Sarah Heinrich: Es hat mich selbst total gewundert, ich wollte eigentlich nur meine Wut rauslassen. Aber irgendwo kann ich es schon verstehen, es hat offenbar einen Nerv getroffen. Ich erkläre es mir so: Viele Leute haben ein Gefühl für Ungerechtigkeit, und diese Regelung finden sie alles andere als gerecht.
100 Euro im Monat – elf Monate lang
Kinder von Empfängern von Arbeitslosengeld II (ALG II), die unter 25 Jahren sind und noch zur Schule gehen oder eine Ausbildung machen, dürfen im Monat 100 Euro verdienen. Allerdings jährlich nur über elf Monate. Überschreitet ein Kind die 100 Euro, werden den Eltern 80 Prozent von der überschrittenen Summe abgezogen. In der Praxis bedeutet das: Verdient ein Kind im Monat 200 statt 100 Euro, werden den Eltern davon 80 Prozent von dem Arbeitslosengeld abgezogen. Aus 200 werden 120 Euro, aus 400 werden 160 Euro. Darüber hinaus dürfen sie zusätzlich durch einen Ferienjob jährlich 1.200 Euro dazuverdienen. Die Ferienjobs dürfen aber eine Länge von insgesamt vier Wochen nicht überschreiten. Mit 100-Euro- und Ferien-Regel darf ein Kind in der Summe 2.300 Euro im Jahr dazuverdienen. Im Monat ergibt das einen Durchschnitt von ca. 191 Euro. (so)

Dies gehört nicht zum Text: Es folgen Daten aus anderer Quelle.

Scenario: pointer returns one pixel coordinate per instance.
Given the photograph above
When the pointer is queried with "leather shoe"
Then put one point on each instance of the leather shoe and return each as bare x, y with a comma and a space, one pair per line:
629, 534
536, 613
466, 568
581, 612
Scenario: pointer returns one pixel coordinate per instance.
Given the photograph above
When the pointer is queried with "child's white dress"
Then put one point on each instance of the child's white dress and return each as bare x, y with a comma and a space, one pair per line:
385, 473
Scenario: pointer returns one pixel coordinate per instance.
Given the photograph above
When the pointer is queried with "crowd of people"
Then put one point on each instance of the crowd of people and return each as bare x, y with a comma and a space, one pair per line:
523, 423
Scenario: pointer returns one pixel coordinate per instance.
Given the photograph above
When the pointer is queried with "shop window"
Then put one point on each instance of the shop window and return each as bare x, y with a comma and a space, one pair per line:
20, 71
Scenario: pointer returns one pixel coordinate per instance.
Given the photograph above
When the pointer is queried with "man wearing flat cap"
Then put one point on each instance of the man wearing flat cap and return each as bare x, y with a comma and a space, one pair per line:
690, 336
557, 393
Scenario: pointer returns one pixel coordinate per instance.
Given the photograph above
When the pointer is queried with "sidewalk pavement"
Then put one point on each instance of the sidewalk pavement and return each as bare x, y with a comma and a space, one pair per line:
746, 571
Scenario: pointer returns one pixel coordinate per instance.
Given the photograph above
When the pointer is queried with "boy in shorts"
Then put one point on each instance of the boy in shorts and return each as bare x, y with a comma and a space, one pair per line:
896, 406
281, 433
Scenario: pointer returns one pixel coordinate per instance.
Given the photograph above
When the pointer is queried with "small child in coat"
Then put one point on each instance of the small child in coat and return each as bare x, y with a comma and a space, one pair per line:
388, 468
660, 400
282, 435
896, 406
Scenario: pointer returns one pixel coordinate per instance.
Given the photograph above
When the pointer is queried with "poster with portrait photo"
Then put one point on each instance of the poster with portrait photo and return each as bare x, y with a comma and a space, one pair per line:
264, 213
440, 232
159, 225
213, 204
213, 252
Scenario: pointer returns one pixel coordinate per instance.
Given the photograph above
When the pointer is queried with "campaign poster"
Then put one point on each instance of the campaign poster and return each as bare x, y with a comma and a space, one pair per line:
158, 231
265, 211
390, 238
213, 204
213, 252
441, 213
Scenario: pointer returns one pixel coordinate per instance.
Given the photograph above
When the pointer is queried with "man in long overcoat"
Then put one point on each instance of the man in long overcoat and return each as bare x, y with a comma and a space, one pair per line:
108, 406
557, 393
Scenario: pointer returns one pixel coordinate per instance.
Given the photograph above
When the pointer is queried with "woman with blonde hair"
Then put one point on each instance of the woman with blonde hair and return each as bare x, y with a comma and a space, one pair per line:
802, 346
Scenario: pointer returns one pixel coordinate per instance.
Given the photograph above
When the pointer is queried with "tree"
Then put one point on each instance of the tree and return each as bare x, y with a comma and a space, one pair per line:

Was genau meinst du mit „diese Regelung“?
Meine Mutter und ich bilden eine Bedarfsgemeinschaft, weil ich bei ihr wohne, wie das für ein minderjähriges Kind normal ist. Wenn ich Geld verdiene, wird das sehr schnell dazu eingesetzt, die Bedarfsgemeinschaft zu versorgen. Also wird es vom ALG II-Satz abgezogen. Und ich kann ja nicht zu meiner Mutter gehen und sagen „Mama, kauf Dir kein Essen mehr, ich will Geld verdienen“. Mit dieser Regelung lässt sich dann ja auch nichts wirklich zur Seite legen, da kann man kaum auf etwas sparen.
Du siehst darin ein gesellschaftliches Problem?
Es heißt ja oft, dass es Kindern aus Hartz IV-Familien an positiven Vorbildern fehlt, um später eine gute Beziehung zum Arbeiten zu bekommen. Aber mit einer solchen Regelung können sie auch nicht erleben, wie sehr es einen freut, sich von hart erarbeitetem Geld etwas zu gönnen. Dass man sich kaum etwas verdienen kann, sorgt also auch dafür, dass Jugendliche nicht eigenständig entsprechend positive Erfahrungen machen dürfen. Wenn Du für 400 Euro arbeitest, aber nur 160 Euro bekommst, denkst Du dir, da arbeitest du lieber weniger, es lohnt sich eh nicht.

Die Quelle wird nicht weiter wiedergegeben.